In a study published this week in the Journal of Geophysical Research: Biogeosciences, researchers from the University of Texas at El Paso report that Arctic ponds are becoming smaller and fewer, thanks, at least in part, to rising temperatures (unlike the more familiar form of shrinkage that results from decreasing temperatures).
The researchers focused specifically on the upper Barrow Peninsula in Alaska, where temperatures during the long winters average about 10 degrees Fahrenheit and during the short summers about 40 degrees F. Comparing old black-and-white aerial photos from the military to newer satellite images and photos taken from a kite-bound camera, they found that, between 1948 and 2013, the ponds in this region shrank about 30 percent in area and about 17 percent in number.
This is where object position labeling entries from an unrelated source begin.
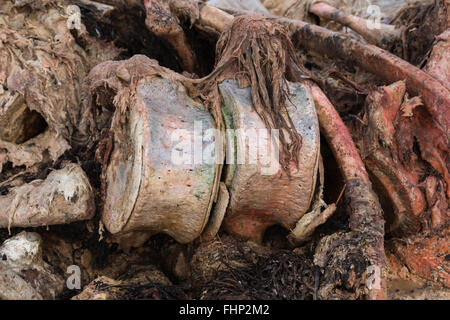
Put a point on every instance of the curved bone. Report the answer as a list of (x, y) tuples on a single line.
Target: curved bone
[(65, 196), (260, 194)]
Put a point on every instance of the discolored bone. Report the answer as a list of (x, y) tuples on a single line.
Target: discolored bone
[(217, 214), (384, 35), (438, 64), (435, 96), (44, 148), (150, 185), (365, 242), (25, 275), (254, 168), (65, 196)]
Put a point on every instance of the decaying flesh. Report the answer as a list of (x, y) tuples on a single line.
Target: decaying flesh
[(163, 19), (435, 95), (366, 217), (383, 35), (63, 197)]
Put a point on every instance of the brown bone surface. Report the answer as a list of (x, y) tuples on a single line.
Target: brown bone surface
[(261, 194)]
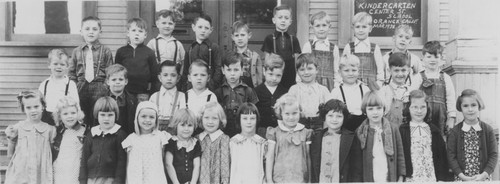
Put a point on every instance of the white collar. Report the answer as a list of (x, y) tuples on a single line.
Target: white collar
[(213, 135), (96, 131)]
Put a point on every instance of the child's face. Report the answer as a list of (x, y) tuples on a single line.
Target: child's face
[(240, 38), (202, 29), (273, 77), (349, 74), (90, 31), (117, 82), (210, 121), (361, 30), (375, 113), (147, 120), (320, 28), (69, 116), (307, 73), (198, 77), (168, 77), (418, 109), (334, 120), (165, 25), (106, 120), (470, 109), (232, 73), (282, 20), (135, 34), (399, 74)]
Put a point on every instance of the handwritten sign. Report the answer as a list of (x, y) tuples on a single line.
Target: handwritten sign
[(388, 14)]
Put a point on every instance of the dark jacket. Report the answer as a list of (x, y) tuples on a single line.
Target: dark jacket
[(439, 155), (350, 162)]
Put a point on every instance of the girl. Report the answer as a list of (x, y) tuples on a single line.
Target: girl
[(383, 159), (183, 151), (247, 148), (335, 151), (214, 167), (472, 146), (144, 147), (423, 146), (103, 158), (67, 149), (288, 156), (30, 141)]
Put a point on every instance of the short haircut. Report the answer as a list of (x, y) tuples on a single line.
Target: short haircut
[(92, 18), (106, 104), (362, 17), (27, 94), (471, 94), (66, 102), (215, 106), (116, 68), (433, 47), (183, 116), (247, 108), (371, 99)]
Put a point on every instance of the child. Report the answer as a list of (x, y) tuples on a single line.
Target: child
[(67, 148), (438, 87), (252, 65), (214, 167), (199, 95), (205, 50), (89, 62), (325, 52), (269, 91), (423, 145), (168, 99), (30, 141), (308, 92), (335, 151), (402, 39), (371, 68), (183, 151), (233, 92), (58, 84), (116, 79), (287, 159), (103, 158), (247, 148), (139, 60), (283, 43), (472, 144), (383, 157), (351, 91), (144, 147), (395, 94)]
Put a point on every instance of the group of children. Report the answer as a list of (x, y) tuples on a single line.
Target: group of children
[(163, 114)]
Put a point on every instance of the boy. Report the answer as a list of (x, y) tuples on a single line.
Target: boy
[(268, 92), (139, 60), (325, 52), (168, 98), (309, 93), (351, 91), (116, 79), (252, 65), (283, 44), (233, 92), (57, 85), (438, 87), (205, 50), (89, 62), (402, 39), (371, 68)]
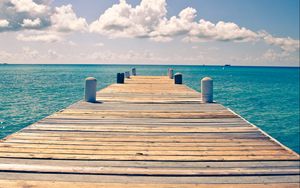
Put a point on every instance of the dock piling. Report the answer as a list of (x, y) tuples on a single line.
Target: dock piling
[(133, 71), (178, 78), (127, 74), (207, 90), (120, 78), (170, 73), (90, 89)]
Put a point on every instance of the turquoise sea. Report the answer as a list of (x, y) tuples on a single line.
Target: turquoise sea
[(266, 96)]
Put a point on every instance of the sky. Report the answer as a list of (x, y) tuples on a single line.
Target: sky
[(190, 32)]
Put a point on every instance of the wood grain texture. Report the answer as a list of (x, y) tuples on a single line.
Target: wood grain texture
[(147, 132)]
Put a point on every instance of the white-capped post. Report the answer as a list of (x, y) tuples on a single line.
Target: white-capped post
[(133, 70), (127, 74), (207, 90), (170, 73), (90, 89)]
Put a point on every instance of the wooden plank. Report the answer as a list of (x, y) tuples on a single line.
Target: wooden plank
[(147, 171), (36, 184), (215, 180), (155, 164)]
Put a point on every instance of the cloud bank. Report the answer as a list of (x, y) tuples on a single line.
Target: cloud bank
[(40, 22)]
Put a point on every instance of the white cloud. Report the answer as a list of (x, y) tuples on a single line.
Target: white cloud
[(286, 44), (30, 53), (52, 54), (40, 36), (24, 14), (65, 20), (4, 23), (100, 44), (28, 23), (149, 20), (123, 20), (29, 6)]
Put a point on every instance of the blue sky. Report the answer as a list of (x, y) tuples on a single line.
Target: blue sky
[(239, 32)]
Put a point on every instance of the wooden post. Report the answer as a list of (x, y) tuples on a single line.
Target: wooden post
[(127, 74), (90, 89), (207, 90), (170, 73), (133, 71), (178, 78), (120, 78)]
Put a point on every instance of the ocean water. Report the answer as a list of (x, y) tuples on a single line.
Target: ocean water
[(267, 97)]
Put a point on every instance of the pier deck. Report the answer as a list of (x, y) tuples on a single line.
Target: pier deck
[(147, 132)]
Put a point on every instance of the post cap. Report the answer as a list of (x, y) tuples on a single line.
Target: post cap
[(90, 78), (206, 79)]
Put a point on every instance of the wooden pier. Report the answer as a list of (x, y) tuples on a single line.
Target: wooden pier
[(147, 132)]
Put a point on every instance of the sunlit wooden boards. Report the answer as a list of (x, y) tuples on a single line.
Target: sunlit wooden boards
[(147, 132)]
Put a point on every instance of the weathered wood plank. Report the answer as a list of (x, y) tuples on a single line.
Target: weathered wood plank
[(36, 184)]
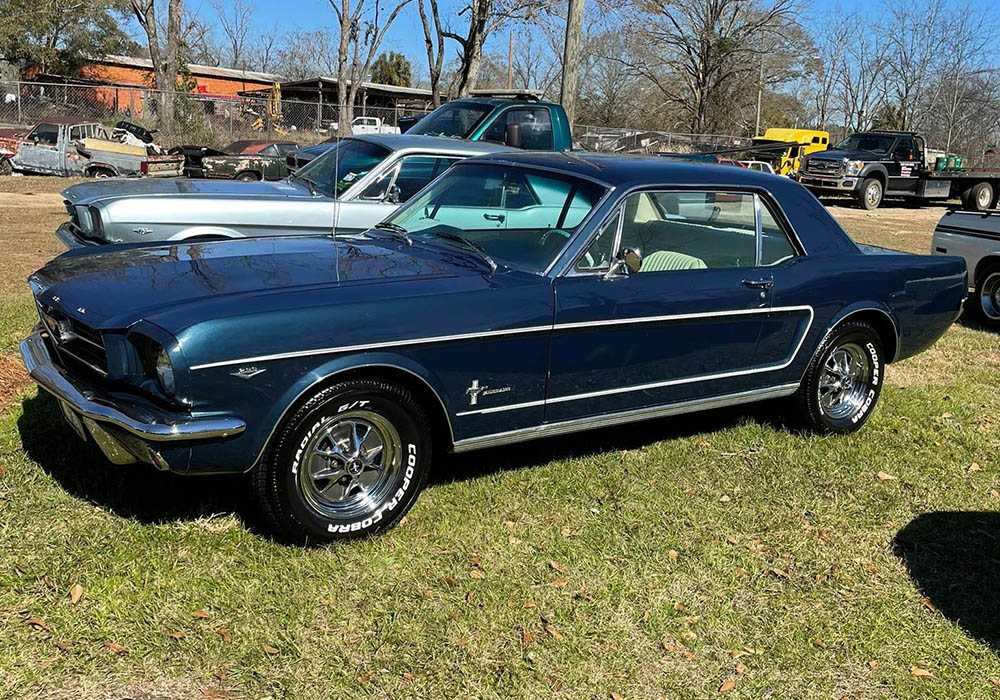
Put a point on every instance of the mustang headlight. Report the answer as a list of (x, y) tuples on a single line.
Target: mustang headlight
[(164, 372)]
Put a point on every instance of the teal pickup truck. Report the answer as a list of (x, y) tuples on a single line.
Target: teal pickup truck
[(516, 119)]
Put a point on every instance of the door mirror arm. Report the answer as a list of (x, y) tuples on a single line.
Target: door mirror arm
[(627, 262)]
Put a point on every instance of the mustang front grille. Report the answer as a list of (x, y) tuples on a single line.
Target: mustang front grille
[(74, 341)]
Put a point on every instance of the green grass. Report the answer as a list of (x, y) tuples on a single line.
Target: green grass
[(780, 539)]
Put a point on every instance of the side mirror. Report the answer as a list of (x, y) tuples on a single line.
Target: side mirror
[(393, 194), (512, 137), (628, 261)]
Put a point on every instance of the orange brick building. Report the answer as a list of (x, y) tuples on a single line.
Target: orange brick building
[(120, 83)]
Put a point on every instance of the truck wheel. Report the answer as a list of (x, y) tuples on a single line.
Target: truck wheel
[(844, 381), (988, 295), (348, 463), (870, 194), (979, 197)]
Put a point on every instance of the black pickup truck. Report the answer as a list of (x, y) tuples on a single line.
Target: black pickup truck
[(876, 164)]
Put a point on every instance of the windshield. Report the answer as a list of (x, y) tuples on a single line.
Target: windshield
[(455, 119), (340, 167), (876, 143), (518, 216)]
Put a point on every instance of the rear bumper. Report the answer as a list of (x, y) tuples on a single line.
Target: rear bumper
[(126, 432), (71, 237)]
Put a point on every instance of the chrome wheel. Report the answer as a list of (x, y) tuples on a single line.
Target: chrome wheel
[(349, 464), (844, 382), (989, 296), (873, 195)]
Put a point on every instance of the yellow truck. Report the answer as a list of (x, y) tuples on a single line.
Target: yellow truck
[(796, 142)]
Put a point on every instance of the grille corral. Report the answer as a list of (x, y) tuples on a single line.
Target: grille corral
[(74, 341), (822, 166)]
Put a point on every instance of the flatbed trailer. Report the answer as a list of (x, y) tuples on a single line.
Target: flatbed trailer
[(900, 167)]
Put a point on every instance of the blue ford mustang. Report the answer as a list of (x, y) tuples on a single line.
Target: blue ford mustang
[(517, 296)]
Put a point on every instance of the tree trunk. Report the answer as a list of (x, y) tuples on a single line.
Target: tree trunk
[(344, 111)]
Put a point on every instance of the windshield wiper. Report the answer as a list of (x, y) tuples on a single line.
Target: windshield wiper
[(396, 230), (469, 244)]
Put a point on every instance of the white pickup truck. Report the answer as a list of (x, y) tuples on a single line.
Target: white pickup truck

During that same time period, the average summer temperature in the Barrow Peninsula increased by about 3.6 degrees F. That rise, according to the researchers, could be causing more evaporation from the ponds. It could also be causing more thawing of the frozen, nutrient-rich soil known as permafrost, which, in turn, would cause more plants to encroach on the newly warm and nutrient-rich waters.
“Before you know it, boom, the pond is gone,” the study’s lead author, Christian Andresen, said in a press release.
The images below show how plants took over a pond between 1976 and 2012.
Andresen also pointed out that this shrinkage could cause problems in the long run:
The role of ponds in the Arctic is extremely important. History tells us that ponds tend to enlarge over hundreds of years and eventually become lakes; ponds shape much of this landscape in the long run, and with no ponds there will be no lakes for this region.
Fewer and smaller ponds could also have impacts on local wildlife and the rate of carbon exchange between the land and atmosphere, Andresen and his colleague say.
So there you have it. Shrinkage. I have to admit, I feel relieved. I was worried that this was going to be awkward, but now that it’s out there, I think we can all agree that it’s just part of life and move on. And of course, by move on, I mean wait anxiously for the next bit of frightening news about what climate change is doing to our planet.